Tingkatan Adat Minangkabau (Adat Nan Ampek)
Adat yang berasal dari kata ‘adat (bahasa Arab) bermakna kebiasaan. Adat Minangkabau merupakan kebiasaan yang dipakai orang Minangkabau yang sudah ada sejak era Nabi-Nabi, karenanya mesti dijadikan pedoman. Adat yang dipakai di Minangkabau adalah peraturan yang betujuan mengamankan nagari, memajukan nagari, memperkaya nagari, memudahkan apa yang sulit, menghampirkan yang jauh, menghubungkan silaturrahmi satu sama lain, serta kesukaan dan kegembiraan anak nagari. Berdasarkan kekuatan mengikatnya, adat Minangkabau dibagi atas 4 (empat) tingkatan: 1) Adat Nan Sabana Adat, 2) Adat Nan Diadatkan, 3) Adat nan Teradat, dan 4) Adat Istiadat.
- Adat Nan Sabana Adat adalah aturan dan ketentuan yang diturunkan oleh Allah SWT kepada Rasulnya, Muhammad SAW, kemudian disampikan oleh Rasul kepada umatnya serta diberi contoh teladan (hadist-hadist), dan diajarkan oleh guru kepada murid-muridnya.
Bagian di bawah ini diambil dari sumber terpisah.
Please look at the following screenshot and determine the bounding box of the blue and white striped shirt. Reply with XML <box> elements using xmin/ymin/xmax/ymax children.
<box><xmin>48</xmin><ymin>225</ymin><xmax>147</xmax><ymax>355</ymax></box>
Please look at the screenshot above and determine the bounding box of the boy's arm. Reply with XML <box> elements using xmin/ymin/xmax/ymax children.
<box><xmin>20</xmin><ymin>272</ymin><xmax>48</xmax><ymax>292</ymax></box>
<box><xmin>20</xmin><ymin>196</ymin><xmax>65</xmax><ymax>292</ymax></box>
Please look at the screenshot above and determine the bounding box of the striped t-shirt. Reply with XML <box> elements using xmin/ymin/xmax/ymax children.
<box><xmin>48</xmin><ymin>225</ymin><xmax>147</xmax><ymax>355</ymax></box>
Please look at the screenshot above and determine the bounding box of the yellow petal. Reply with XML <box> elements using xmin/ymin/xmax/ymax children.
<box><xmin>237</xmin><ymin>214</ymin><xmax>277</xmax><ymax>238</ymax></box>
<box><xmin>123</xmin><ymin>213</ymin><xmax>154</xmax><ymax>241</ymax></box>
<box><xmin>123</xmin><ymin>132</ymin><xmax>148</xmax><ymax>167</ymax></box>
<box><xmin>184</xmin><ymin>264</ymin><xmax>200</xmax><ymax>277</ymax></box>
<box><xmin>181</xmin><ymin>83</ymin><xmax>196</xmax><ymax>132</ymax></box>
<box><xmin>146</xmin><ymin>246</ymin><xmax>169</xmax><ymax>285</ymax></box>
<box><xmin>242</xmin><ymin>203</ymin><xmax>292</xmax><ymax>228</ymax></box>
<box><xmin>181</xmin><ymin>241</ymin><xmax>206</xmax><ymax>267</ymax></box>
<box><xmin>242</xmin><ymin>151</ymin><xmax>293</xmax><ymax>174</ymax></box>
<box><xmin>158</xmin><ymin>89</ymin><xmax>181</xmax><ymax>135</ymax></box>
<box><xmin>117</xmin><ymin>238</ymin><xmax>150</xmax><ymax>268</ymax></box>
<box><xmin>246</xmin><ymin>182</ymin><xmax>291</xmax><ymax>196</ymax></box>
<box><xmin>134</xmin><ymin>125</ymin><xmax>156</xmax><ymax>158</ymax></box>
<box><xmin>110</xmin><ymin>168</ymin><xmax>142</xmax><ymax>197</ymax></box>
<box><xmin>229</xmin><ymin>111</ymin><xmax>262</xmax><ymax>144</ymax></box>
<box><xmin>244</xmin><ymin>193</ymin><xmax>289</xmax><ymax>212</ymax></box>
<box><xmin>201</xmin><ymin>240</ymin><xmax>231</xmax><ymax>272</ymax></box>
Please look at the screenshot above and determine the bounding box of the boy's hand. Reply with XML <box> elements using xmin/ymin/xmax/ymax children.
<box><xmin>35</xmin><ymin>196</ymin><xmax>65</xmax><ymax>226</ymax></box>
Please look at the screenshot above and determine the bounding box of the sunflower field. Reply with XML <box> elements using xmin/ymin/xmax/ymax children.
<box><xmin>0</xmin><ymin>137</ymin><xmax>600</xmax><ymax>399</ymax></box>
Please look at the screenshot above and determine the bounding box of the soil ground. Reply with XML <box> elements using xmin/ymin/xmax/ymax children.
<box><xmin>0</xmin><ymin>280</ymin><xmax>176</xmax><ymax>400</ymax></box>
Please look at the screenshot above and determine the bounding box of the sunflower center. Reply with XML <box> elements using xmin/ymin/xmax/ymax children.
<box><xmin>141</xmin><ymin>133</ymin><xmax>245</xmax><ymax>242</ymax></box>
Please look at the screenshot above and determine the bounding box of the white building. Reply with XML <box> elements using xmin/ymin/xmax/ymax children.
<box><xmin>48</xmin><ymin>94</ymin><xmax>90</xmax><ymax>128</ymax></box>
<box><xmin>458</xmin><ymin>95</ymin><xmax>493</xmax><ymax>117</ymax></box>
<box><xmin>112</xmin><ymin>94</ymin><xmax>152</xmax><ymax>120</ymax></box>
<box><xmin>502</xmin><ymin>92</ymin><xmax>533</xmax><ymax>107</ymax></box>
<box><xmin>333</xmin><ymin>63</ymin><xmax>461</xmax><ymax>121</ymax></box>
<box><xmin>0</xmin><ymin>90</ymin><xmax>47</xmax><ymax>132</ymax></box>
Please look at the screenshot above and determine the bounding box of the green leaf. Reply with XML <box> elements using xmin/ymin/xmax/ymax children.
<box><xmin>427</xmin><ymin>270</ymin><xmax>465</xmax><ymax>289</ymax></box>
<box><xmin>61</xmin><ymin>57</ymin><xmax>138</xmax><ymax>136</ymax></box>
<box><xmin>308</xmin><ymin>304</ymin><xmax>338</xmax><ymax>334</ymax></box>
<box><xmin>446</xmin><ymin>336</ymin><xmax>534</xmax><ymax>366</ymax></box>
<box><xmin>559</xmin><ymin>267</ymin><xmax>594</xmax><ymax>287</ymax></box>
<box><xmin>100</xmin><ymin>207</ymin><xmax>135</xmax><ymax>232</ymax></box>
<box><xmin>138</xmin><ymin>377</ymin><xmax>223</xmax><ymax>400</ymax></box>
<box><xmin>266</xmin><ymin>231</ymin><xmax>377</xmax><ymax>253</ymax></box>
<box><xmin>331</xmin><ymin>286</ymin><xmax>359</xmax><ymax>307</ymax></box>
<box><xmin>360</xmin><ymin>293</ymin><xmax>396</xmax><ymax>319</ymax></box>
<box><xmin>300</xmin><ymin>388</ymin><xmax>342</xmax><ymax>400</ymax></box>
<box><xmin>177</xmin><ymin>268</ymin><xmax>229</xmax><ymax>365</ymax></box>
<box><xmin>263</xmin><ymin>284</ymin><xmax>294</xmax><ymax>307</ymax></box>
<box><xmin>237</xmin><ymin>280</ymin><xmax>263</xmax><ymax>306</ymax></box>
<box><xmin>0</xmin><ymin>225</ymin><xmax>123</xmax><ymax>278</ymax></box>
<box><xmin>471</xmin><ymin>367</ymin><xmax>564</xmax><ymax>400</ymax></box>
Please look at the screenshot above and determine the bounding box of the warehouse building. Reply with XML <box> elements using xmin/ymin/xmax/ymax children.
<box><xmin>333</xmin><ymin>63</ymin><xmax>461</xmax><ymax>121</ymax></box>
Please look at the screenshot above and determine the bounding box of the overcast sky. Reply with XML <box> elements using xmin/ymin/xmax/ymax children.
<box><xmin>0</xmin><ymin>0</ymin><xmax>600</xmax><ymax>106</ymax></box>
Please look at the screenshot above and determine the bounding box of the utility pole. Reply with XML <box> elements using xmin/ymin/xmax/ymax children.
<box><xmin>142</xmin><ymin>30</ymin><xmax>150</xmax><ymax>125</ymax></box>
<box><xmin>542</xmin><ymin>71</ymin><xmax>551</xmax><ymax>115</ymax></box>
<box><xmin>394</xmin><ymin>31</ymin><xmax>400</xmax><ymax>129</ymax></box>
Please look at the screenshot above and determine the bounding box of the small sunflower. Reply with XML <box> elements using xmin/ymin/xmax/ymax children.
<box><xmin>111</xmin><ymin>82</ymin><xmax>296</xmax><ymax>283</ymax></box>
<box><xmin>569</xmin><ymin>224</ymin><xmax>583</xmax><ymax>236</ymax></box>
Ini dinamakan juga Adat Nan Sapanjang, Sara’ yang bersumber Kitabullah (al-Qur’an) yang disebut oleh orang Minangkabau dengan surek (surat ). Oleh karena itu, sumber adat Minangkabau ada yang tasurek (tersurat), al-Qur’an sebagai sumber syara’—Syara’ mangato adat mamakai, ada pula yang tidak bersumber dari yang tersurat, yakni Alam. Alam dihargai sebagai guru—Alam takambang jadi guru. Artinya, kalau sebuah ketentuan tidak secara eksplisit disebutkan dalam al-Qur’an, maka orang Minangkabau dengan segala kearifannyannya akan belajar pada Alam—surek indak hilang-guru indak mati. Selama orang Minangkabau padai membaca surek dan mengamalkannya, dan membaca fenomena alam dan mengamalkannya, selama itu pula adat Minangkabau tidak akan pernah kehilangan sumber utama—Ada Nan Sabana Adat.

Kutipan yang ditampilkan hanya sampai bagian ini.